Renk renk menekşelerle süslü bir menekşe tarlasıydı. Hepsi de mutluydu. Neşeli şarkılar söylerlerdi. İçlerinden yalnızca biri, tarladan uzak bir yerde mutsuzdu. Şansmıydı bu, neden onlarla birlikte değildi. Onları ancak uzaktan görebiliyor söyledikleri şarkılar kulağına geldikçe, mutsuzluğu bir kat daha artıyordu. Hep boynu büküktü mor menekşenin..
Gece gündüz dualar ediyordu. Diğer menekşelerin arasına gitmesine imkan yoktu. Ama bir çıkar yol olmalıydı bu yalnızlığı bitmeliydi.
Günler birbirini kovalıyor ağlayıp sızlamaktan bıkmıyordu mor menekşe. Ettiği dualar ise birbiri arkasına sıralanıyordu. Yine gün ağarmış, güneş ışınlarını yansıtmaya başlamıştı. Kuşlar cıvıltılarını yayıyordu doğaya. Herşey harikaydı ama, tek sorunlu mor menekşeydi. Birden uzaklardan gelen bir motor sesine kulak kabarttı. Şaşkındı.bulunduğu yer, hiçbir canlının geçmediği bir yerdi. Yanıbaşından dağlar yükseliyordu. Motor sesi gittikçe yaklaşıyordu. Sanki bütün düşünceleri kaybolmuş yalnızca sesi dinliyordu.
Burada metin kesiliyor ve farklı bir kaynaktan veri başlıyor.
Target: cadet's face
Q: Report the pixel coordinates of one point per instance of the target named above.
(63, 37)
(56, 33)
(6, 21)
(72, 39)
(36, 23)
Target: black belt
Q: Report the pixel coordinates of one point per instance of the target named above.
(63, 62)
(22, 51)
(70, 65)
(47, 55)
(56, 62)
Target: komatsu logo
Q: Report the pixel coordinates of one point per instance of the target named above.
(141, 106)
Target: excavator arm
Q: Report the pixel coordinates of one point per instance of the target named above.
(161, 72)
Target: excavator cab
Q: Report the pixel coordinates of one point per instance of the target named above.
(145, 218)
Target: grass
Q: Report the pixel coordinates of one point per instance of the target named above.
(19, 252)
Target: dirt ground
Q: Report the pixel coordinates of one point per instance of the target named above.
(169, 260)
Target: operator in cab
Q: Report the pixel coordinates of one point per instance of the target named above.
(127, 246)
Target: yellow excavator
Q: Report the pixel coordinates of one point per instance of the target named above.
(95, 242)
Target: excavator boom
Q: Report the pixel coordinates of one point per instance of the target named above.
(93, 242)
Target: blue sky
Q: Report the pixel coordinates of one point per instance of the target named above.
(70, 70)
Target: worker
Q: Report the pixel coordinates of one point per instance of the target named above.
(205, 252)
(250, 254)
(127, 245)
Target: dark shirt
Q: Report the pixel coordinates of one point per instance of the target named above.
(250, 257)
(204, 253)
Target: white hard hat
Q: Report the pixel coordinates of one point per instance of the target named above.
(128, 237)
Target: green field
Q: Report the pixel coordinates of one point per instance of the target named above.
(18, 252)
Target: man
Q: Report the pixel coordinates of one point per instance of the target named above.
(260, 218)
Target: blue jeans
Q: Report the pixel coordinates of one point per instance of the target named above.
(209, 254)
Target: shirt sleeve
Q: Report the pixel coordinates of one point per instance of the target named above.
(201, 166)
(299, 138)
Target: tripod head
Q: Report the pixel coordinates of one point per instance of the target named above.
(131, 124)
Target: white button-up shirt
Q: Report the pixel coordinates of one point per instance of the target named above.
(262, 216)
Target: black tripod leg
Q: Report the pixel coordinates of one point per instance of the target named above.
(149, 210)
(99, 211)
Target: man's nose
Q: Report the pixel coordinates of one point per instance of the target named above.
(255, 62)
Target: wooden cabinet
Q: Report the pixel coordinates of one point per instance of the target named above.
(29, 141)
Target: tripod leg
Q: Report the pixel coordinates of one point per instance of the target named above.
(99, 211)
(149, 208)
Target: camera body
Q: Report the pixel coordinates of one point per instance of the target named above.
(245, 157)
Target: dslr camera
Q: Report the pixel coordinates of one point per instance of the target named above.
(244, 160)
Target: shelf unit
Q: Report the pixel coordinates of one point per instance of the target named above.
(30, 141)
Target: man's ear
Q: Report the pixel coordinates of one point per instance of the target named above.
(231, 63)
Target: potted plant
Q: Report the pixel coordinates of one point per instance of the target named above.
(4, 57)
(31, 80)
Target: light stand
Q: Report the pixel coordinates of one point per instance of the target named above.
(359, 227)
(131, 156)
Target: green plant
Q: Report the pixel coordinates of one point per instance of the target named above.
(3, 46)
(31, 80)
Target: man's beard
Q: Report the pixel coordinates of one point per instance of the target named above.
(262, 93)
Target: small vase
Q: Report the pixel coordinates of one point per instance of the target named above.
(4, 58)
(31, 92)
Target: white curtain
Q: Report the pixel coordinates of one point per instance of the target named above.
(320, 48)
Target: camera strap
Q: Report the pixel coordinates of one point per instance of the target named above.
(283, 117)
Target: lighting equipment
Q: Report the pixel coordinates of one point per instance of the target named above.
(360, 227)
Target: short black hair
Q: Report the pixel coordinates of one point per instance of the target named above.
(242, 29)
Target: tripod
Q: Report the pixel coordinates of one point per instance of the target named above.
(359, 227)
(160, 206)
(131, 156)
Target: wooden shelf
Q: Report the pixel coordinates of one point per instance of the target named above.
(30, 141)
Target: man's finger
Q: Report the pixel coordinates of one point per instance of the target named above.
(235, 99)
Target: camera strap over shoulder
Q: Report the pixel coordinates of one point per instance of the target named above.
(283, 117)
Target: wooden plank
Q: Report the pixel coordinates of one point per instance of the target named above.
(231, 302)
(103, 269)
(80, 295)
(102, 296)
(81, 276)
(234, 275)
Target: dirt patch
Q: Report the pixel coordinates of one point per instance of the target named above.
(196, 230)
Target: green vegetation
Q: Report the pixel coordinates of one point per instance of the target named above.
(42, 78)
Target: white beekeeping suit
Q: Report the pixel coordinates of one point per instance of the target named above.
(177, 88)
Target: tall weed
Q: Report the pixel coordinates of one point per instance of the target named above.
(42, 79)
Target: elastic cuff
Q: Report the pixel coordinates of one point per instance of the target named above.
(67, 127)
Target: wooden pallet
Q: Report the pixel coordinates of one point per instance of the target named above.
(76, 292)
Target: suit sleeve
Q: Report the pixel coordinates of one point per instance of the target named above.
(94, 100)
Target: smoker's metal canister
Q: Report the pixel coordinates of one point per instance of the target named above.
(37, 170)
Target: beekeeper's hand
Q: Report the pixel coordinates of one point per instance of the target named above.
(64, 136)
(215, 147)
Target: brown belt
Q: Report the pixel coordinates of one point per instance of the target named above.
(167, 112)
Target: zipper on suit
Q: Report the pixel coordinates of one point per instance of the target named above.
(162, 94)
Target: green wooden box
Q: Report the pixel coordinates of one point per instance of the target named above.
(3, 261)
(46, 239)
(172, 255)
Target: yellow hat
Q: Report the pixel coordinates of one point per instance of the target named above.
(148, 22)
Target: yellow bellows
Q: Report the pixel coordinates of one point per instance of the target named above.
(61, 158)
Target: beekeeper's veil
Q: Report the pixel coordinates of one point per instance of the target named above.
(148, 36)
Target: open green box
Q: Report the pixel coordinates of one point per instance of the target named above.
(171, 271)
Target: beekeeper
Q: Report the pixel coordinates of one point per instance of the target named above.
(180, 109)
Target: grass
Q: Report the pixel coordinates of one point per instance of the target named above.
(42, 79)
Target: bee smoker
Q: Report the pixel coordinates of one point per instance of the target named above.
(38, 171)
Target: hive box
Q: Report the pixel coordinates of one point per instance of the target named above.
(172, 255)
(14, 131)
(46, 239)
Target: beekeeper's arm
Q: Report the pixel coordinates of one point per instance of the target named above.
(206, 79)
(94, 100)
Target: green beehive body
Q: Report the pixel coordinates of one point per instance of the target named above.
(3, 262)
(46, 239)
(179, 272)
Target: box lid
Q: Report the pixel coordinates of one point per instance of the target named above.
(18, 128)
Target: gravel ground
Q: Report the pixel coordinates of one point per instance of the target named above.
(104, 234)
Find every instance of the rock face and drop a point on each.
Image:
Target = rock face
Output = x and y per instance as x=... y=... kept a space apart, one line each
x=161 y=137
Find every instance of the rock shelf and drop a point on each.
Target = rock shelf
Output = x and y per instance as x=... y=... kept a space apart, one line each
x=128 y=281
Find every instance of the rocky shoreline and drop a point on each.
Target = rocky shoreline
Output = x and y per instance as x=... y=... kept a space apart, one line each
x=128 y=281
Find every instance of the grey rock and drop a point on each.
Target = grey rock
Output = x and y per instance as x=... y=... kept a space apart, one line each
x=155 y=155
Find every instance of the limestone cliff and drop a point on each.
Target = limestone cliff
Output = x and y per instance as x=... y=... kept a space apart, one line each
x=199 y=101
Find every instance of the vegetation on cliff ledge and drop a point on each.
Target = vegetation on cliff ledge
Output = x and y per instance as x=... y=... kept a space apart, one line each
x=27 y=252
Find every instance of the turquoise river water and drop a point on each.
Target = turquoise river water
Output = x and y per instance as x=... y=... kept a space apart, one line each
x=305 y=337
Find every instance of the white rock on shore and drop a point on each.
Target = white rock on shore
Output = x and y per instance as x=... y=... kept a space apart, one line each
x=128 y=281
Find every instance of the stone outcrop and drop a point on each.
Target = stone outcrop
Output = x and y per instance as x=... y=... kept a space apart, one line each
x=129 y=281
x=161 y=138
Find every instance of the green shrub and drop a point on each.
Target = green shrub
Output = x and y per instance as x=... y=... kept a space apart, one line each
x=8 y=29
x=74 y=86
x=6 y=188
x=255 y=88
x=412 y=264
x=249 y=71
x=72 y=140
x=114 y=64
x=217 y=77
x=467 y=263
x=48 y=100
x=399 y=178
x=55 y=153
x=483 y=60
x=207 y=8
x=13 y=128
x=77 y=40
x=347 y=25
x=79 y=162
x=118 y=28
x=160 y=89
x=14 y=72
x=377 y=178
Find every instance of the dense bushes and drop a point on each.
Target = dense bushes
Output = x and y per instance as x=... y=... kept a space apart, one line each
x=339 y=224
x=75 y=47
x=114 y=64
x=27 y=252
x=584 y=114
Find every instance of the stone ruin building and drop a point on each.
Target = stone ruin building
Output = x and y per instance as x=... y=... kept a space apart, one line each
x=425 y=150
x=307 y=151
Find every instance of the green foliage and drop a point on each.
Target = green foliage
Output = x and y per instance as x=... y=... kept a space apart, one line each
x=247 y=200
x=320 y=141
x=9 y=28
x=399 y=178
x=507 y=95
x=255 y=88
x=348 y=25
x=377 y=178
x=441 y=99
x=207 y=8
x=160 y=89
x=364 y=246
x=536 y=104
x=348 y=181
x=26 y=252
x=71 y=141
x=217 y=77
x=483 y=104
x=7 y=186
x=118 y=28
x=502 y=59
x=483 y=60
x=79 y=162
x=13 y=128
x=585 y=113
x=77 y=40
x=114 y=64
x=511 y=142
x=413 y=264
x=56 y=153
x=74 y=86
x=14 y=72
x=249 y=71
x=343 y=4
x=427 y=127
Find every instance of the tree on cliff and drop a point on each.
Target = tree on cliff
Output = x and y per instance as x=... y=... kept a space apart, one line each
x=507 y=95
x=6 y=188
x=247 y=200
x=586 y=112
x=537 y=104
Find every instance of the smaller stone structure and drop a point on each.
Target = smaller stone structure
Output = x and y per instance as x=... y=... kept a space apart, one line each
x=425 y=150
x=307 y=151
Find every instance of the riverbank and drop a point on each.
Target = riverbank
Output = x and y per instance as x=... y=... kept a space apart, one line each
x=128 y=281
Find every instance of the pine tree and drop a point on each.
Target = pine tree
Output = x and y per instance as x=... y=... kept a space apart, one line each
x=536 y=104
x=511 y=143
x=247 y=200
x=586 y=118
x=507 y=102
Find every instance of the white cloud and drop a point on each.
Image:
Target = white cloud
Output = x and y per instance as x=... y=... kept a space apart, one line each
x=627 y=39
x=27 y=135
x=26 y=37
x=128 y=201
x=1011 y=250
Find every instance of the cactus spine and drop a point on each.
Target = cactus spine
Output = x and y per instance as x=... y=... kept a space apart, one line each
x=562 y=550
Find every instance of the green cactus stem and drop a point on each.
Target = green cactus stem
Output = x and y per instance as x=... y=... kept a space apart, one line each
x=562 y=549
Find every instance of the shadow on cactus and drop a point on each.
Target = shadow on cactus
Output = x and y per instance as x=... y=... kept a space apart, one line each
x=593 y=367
Uzaktan beyaz bir araba tozu dumana katıp, kendisine doğru yaklaşıyordu. Hayatında hiç araba görmemişti. Araba yaklaştıkça şaşkınlığı daha da artıyordu. Allah Allah ne işi var? Bu da kim? meraklanmıştı doğrusu. Nasıl olsa gelip geçer diye düşünüyordu.
Birden araba biraz ilersinde değişik sesler çıkararak durdu. İçinden kim çıkacak diye merak ediyordu. Telaşla bir genç iniyordu arabadan. Allah kahretsin bozulacak zaman mıydı diyordu. Motoru açıp kontrol etti. Birşey de yok diye söyleniyordu. Dağ başında kaldım olacak iş mi bu.
Menekşe bakarmısınız diye sesleniyordu gence. Ama sesini rüzgar alıp götürüyordu.
Kuvvetini toplayıp daha da hızlı bağırmaya çalışıyordu. Offf yaa duymuyor diyordu. Bir yandan gözünden yaşlar inci gibi süzülüyordu. Birden genç irkildi. Biri bana mı bağırıyor acaba, diye sağa sola bakmaya başladı. Ama kimseleri göremiyordu çevresinde. Yalnızca gördüğü, menekşe tarlasıydı. Ne harika menekşeler. Bir de şurda bir menekşe var. Elinde olmadan ona doğru yürümeye başladı. Mor menekşe gencin kendine doğru geldiğini görmüştü.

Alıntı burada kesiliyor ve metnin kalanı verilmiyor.